Grails: Reconnecting JDBC Connections

At our company we are utilising the well-known Quartz library and Grails plugin for our batch jobs in Grails applications. When going throgh the server log files of our production server I lately came acress this error:

org.apache.tomcat.jdbc.pool.ConnectionPool abandon
WARNING: Connection has been abandoned PooledConnection[com.mysql.jdbc.JDBC4Connection@650599cb]:java.lang.Exception
        at org.apache.tomcat.jdbc.pool.ConnectionPool.getThreadDump(ConnectionPool.java:967)
        at org.apache.tomcat.jdbc.pool.ConnectionPool.borrowConnection(ConnectionPool.java:721)
        at org.apache.tomcat.jdbc.pool.ConnectionPool.borrowConnection(ConnectionPool.java:579)
        at org.apache.tomcat.jdbc.pool.ConnectionPool.getConnection(ConnectionPool.java:174)
        at org.apache.tomcat.jdbc.pool.DataSourceProxy.getConnection(DataSourceProxy.java:111)
        at org.springframework.jdbc.datasource.DataSourceUtils.doGetConnection(DataSourceUtils.java:111)
        at org.springframework.jdbc.datasource.TransactionAwareDataSourceProxy$TransactionAwareInvocationHandler.invoke(TransactionAwareDataSourceProxy.java:224)
        ...
        at grails.plugins.quartz.GrailsJobFactory$GrailsJob.execute(GrailsJobFactory.java:104)
        at org.quartz.Job$execute.call(Unknown Source)
        at grails.plugins.quartz.QuartzDisplayJob.execute(QuartzDisplayJob.groovy:29)
        at org.quartz.core.JobRunShell.run(JobRunShell.java:207)
        at org.quartz.simpl.SimpleThreadPool$WorkerThread.run(SimpleThreadPool.java:560)

The beginning of the stack-trace showed that the exception was thrown by a Quartz worker thread - so how come the current DB connection was abandoned?

I investigated the connection pool settings and I found the following in the Tomcat connection pool configuration:

removeAbandoned="true"
removeAbandonedTimeout="3600"

The abandoned timeout was set to 3600 seconds aka as one hour. The batch job took over 1 hour, therefore the connection pool abandoned the connection which led to the error above.

A Session in a Quartz Job

As long as the property sessionRequired is not explicitly set to false in a Grails Quartz job class, the Quartz plugin will create a Hibernate session that is bound to the Quartz worker thread. This is done by the SessionBinderJobListener that comes with the Quartz plugin that uses the current persistence context interceptor of type HibernatePersistenceContextInterceptor, it is only enabled when Hibernate is in use as general data store.

For long-running quartz jobs the binding to a Hibernate session is bad, as this means that the Hibernate session binds a JDBC connection from the connection pool for the live-time of the session (starting once the session has to use the connection to the database).

When skipping through the documentation for org.hibernate.Session the disconnect(Connection) method appeared to me. As the documentation mentioned:

Disconnect the Session from the current JDBC connection. If the connection was obtained by Hibernate close it and return it to the connection pool; otherwise, return it to the application.

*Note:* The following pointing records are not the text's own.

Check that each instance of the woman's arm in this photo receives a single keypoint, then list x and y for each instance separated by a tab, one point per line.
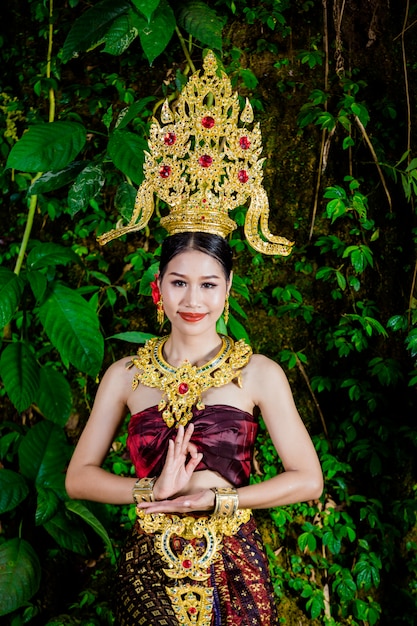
85	477
302	479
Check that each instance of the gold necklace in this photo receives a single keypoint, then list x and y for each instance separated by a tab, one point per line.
183	386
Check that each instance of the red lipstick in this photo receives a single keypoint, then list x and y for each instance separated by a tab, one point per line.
192	317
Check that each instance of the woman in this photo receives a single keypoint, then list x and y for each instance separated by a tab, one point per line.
195	556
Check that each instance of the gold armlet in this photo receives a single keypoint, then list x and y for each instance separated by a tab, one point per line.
226	501
143	490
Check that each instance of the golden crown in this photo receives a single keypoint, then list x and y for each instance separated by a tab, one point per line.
203	165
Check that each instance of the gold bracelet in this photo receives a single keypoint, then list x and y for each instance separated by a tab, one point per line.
226	501
143	490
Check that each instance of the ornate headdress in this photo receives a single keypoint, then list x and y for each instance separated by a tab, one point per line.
203	164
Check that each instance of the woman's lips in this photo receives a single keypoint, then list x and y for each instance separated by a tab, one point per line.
192	317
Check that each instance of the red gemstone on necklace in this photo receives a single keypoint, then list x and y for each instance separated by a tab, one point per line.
205	160
208	122
170	139
165	171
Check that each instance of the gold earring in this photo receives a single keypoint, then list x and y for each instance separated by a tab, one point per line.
160	311
226	310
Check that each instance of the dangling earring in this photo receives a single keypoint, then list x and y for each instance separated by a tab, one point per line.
160	311
226	310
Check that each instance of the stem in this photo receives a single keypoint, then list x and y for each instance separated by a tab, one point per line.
320	412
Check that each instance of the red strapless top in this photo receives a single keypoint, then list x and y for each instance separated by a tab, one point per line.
224	434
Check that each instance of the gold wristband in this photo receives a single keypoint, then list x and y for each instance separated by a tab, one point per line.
143	490
226	501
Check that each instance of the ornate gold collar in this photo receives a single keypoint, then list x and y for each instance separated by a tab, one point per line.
184	385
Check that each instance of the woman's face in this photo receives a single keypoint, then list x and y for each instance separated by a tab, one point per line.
194	290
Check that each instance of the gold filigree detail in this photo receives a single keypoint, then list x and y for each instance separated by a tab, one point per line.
183	386
204	162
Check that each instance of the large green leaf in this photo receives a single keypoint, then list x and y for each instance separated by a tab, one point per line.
67	533
146	7
201	21
50	181
77	507
91	27
73	327
43	453
11	289
127	152
156	33
13	490
20	574
50	254
47	505
120	35
86	186
20	373
54	395
47	147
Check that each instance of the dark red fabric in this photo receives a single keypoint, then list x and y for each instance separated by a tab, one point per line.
224	434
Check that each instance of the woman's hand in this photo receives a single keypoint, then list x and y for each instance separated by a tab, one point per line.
199	501
177	471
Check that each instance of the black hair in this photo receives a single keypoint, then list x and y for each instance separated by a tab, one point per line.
213	245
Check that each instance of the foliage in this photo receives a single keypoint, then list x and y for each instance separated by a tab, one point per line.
340	314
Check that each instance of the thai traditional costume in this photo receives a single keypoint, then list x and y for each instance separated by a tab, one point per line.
235	588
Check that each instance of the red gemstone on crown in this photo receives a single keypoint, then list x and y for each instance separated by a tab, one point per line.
205	160
170	139
165	171
208	122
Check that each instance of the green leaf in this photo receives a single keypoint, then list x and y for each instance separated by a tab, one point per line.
43	454
13	490
156	33
73	328
11	289
133	336
91	27
120	35
20	373
50	181
46	255
237	330
127	152
86	186
81	509
54	395
47	505
47	147
67	533
202	22
146	7
20	574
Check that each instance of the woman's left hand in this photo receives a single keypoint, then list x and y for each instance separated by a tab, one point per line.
199	501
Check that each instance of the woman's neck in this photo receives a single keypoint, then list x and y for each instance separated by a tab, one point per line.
198	350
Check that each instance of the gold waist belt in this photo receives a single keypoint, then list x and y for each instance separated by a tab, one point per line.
189	545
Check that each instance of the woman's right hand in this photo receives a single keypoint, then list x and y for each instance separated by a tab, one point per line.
177	472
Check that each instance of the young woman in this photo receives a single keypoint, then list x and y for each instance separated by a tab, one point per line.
195	555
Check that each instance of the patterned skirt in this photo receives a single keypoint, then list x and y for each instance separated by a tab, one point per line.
235	589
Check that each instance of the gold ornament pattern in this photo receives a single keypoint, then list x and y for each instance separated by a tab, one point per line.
183	386
192	603
204	161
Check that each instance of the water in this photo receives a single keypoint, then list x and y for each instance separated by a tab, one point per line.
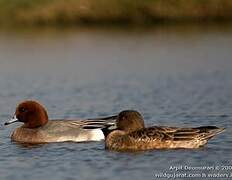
176	76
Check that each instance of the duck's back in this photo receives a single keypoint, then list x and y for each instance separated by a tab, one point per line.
162	138
63	130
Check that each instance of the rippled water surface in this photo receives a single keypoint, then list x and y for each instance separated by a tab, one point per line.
174	76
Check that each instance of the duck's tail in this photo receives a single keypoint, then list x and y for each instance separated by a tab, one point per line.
207	132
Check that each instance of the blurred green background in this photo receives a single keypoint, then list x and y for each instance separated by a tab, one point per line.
72	12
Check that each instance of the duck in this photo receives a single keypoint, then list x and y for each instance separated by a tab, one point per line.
130	134
37	128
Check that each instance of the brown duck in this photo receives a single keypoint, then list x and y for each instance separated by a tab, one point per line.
131	135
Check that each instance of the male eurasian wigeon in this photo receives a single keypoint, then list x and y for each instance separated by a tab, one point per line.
131	135
38	129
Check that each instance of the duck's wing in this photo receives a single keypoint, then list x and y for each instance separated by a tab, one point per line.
96	123
175	134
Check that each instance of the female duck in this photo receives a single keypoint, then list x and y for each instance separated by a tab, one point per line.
38	129
132	135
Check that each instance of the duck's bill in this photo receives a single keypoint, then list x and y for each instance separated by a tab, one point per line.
13	120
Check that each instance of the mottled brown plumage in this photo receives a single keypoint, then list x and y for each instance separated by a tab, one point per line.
156	137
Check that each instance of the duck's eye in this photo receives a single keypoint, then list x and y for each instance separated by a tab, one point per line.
22	110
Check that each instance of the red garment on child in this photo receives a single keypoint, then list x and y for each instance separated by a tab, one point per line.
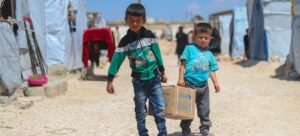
97	34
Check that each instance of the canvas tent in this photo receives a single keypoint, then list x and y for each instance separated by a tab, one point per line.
294	55
232	25
269	28
10	76
50	21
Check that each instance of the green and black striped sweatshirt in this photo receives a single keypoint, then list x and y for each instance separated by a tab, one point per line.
143	53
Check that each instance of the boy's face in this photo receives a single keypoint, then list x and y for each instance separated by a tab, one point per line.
135	22
202	39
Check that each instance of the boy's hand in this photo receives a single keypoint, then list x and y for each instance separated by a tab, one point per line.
163	78
217	88
110	88
181	83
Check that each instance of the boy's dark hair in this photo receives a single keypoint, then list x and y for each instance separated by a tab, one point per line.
203	28
135	9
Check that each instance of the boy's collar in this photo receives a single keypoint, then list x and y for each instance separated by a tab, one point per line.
202	49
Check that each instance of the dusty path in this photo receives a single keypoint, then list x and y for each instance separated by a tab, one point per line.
251	103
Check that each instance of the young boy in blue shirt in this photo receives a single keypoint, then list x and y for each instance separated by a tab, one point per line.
141	47
197	65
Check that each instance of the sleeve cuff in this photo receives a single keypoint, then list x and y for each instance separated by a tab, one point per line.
161	69
110	77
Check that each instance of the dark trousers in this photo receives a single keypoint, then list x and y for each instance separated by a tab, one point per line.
202	104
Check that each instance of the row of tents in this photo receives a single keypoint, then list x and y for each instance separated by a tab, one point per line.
273	30
57	44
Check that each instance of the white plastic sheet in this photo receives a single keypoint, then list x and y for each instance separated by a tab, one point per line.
225	22
240	24
270	28
73	52
10	73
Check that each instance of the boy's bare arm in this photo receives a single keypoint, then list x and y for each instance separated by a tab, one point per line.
215	81
163	77
181	74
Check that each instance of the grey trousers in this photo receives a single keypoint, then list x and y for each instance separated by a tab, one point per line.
202	104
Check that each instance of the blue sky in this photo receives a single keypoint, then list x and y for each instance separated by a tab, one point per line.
163	9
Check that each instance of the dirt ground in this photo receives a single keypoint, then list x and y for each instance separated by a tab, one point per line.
252	102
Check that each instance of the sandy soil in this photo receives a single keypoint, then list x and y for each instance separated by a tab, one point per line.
252	102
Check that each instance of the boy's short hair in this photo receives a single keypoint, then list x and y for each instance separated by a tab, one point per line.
135	9
203	28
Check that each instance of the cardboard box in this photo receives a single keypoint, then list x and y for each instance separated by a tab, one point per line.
179	102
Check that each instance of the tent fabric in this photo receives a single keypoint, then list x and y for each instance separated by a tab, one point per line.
57	30
73	52
278	31
225	22
268	34
50	25
97	34
257	46
240	24
10	73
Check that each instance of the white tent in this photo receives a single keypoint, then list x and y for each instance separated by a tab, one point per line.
50	21
10	73
269	28
294	55
232	25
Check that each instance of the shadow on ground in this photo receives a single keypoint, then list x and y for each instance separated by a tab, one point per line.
96	78
179	134
285	72
248	63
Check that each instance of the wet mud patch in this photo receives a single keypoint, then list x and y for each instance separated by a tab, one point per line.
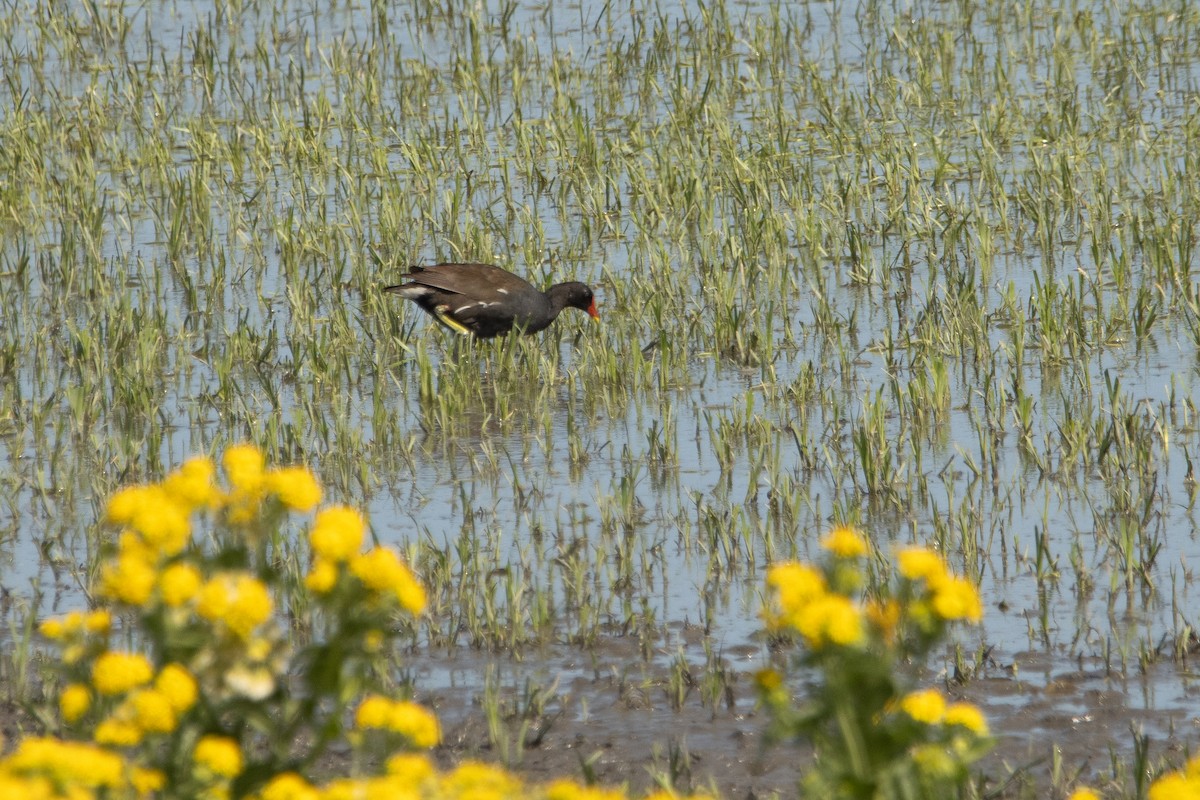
606	715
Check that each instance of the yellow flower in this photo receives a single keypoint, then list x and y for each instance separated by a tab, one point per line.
415	723
845	542
73	702
191	485
474	779
322	577
153	711
372	713
66	762
115	673
337	534
288	786
967	716
179	583
178	685
129	578
1174	786
829	619
154	513
927	705
796	583
244	468
921	564
117	732
295	487
957	599
569	789
147	781
237	600
885	615
411	720
219	755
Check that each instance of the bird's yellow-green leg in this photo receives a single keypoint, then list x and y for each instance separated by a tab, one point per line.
450	322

This is used by applications which supply JDBC connections to Hibernate and which require long-sessions (or long-conversations) </abbr>


And it adds:

Note that disconnect() called on a session where the connection was retrieved by Hibernate through its configured org.hibernate.connection.ConnectionProvider has no effect, provided ConnectionReleaseMode.ON_CLOSE is not in effect.


So this means that the DB connection used by the session has to be given by the application-code in order to use disconnection. In our application, this was the case, so we could go into that direction to solve this issue.

Refreshing a Session

So the goal was to rewrite the long-running batch jobs so that they disconnect and close the JDBC connection from time to time. This would release the connection and put it back to the pool, a connection abandonment as we have seen before is not possible anymore as long as the time span for the disconnect is of course smaller than an hour.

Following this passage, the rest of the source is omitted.